As fame grows, it flattens. Our celebrities might be more vocal, more progressive, and more constantly accessible than they ever might have been in past eras. But the stars are as iconic as ever: Caitlyn Jenner brought international visibility to trans rights in a single cover shoot. Beyoncé is so famous she doesn’t even communicate in words to her public, which results in surreal stunts like gifting her fans a word-association cloud. Kim Kardashian’s selfies are, at this point in history, better known than any photographer’s portrait of her.
Flat, however, doesn’t mean shallow. Compression can be a good thing. When everything is on the same plane, moving through the same media, connections can happen instantaneously, uniting viewers across the world. The right picture is a more potent vehicle for mass communication than ever before, no matter its source or format—two qualities that matter less than ever as images are also robbed of context online.
The painter Dana Schutz is at home here, in this milieu. For over two decades, Schutz has used her canvases to picture outlandish and impossible situations—a telephone booth on the side of a highway at the end of the world; a frantic face smoking, swimming, and crying all at the same time; a figure eating its own face—restoring character and story to an art scene addicted to figure-less abstraction.
Now, in our annus kardashianis, the world outside has grown to resemble her work. The outsized stories she tells, like those of David Foster Wallace or the convoluted dramas of Mad Men, have become our own.

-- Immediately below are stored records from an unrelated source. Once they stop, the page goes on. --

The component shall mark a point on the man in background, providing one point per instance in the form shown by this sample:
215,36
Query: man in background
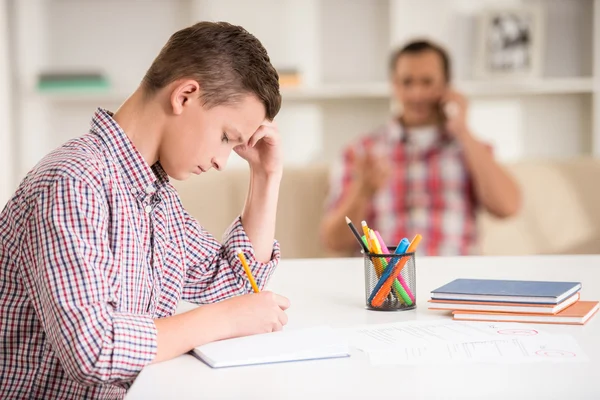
421,172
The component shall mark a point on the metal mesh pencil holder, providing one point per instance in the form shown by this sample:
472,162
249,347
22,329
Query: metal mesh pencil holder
390,290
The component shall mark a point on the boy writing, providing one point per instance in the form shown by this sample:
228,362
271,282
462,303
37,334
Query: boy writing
95,247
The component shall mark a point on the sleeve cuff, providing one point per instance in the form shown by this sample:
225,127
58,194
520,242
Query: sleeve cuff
235,238
135,342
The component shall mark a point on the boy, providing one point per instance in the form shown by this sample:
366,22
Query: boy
95,247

Schutz’s new show, which just opened at Chelsea’s Petzel Gallery to kick off the fall season (on view through October 24th), is called “Fight in an Elevator,” after the infamous incident involving Solange and Jay Z. The eponymous painting, hanging larger-than-life on the wall, is a breathtaking whirl of white and orange against the gray-green sheen of the metal doors opening as if onto a stage set. Solange’s bright-blue heels kick at Jay’s white suit. Their faces swirl into unreadability except for the reflections bounced back by the elevator walls and floor.
The pop resonance contributed to the painting’s popularity as well as its painterly Futurism. In the packed gallery, it attracted the biggest crowd.

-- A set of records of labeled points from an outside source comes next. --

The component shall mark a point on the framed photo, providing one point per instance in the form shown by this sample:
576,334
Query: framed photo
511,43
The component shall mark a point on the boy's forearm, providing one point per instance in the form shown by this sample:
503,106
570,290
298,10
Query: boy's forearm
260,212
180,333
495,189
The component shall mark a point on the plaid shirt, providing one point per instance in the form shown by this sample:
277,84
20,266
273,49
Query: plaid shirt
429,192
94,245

The painting Fight in an Elevator itself matches the actual fight’s ridiculous grandeur, stemming from the participants’ own glamour as well as the sudden visibility of the violence. We still don’t know why it happened, but we went apeshit over it anyway, our eyeballs glued to pixelated elevator surveillance tapes blown out across the Internet.
As it happens, painting has also flattened over the past century: from Picasso’s Cubism, to Clement Greenbergian abstraction, to the recent mixture of figuration and abstraction critic Walter Robinson deemed “zombie formalism.” While the emphasis on the abstract may have shifted—first intensifying and more recently lessening—narrative is only just returning to the medium, thanks in large part to Schutz’s influence.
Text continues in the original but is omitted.